The Sponsor has not independently and statistically verified the improved performance and security of the Hedera Network.

According to Hedera, developers and enterprises can use the Hedera Network’s services (digital asset, smart contracts, file, and Hedera Consensus Service) to create applications that run on top of the network. The Hedera Network supports the potential for an exceptionally wide range of applications — from music-streaming services to pharmaceutical supply chain management to energy microgrids to multi-player online games.

Hashgraph Distributed Consensus

The Hedera Network is built on the hashgraph distributed consensus algorithm, invented by Dr. Leemon Baird and subsequently patented by Swirlds, Inc. in 2016. Swirlds has granted to Hedera an exclusive non-transferable, perpetual right and license to using hashgraph technology for the limited and sole purpose of making the Hedera Network. The hashgraph data structure and consensus algorithm provides a novel platform for distributed consensus.
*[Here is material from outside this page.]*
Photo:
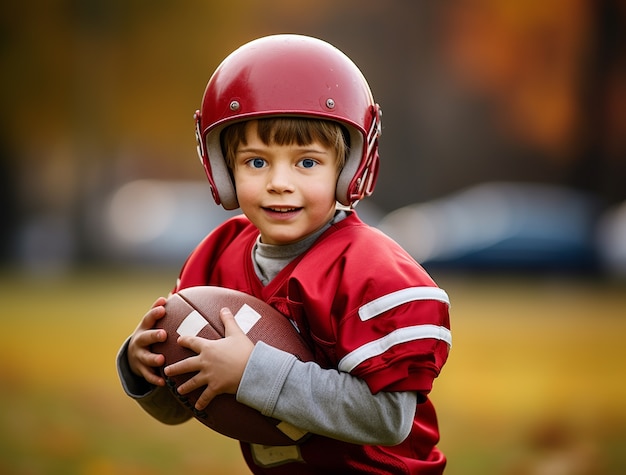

One central difference between hashgraphs and blockchains is the way that they add transactions to their respective distributed ledgers. Generally on a blockchain, blocks with records of transactions are added to the data-chain one after the other to create a history of the network’s data. If two miners create blocks simultaneously, the blockchain will momentarily fork and the network’s nodes will choose to continue adding to the longest chain, abandoning the shorter chain. The sequential order must be maintained for the network to function and to ensure the ledger consists of just one chain of blocks.

Hashgraph packages transactions into events, which are linked together to form a Directed Acyclic Graph (“DAG”). Unlike in blockchains, no events are discarded, allowing for a complete history of all transactions. Instead of a winner-takes-all race to confirm the blockchain data, the hashgraphs are all used to create a more complete picture of the network’s transactional data. The resulting structure is called a DAG. Some of the primary advantages of DAGs over blockchains are parallelization and higher throughput, thereby lowering costs, increasing speed, and ultimately achieving higher levels of scalability.

To achieve consensus on the network’s transactional data, hashgraph functions to calculate a fair order of transactions in a decentralized environment. One of the major differentiators is the degree to which individuals or small groups are prevented from manipulating the order, ensuring fairness.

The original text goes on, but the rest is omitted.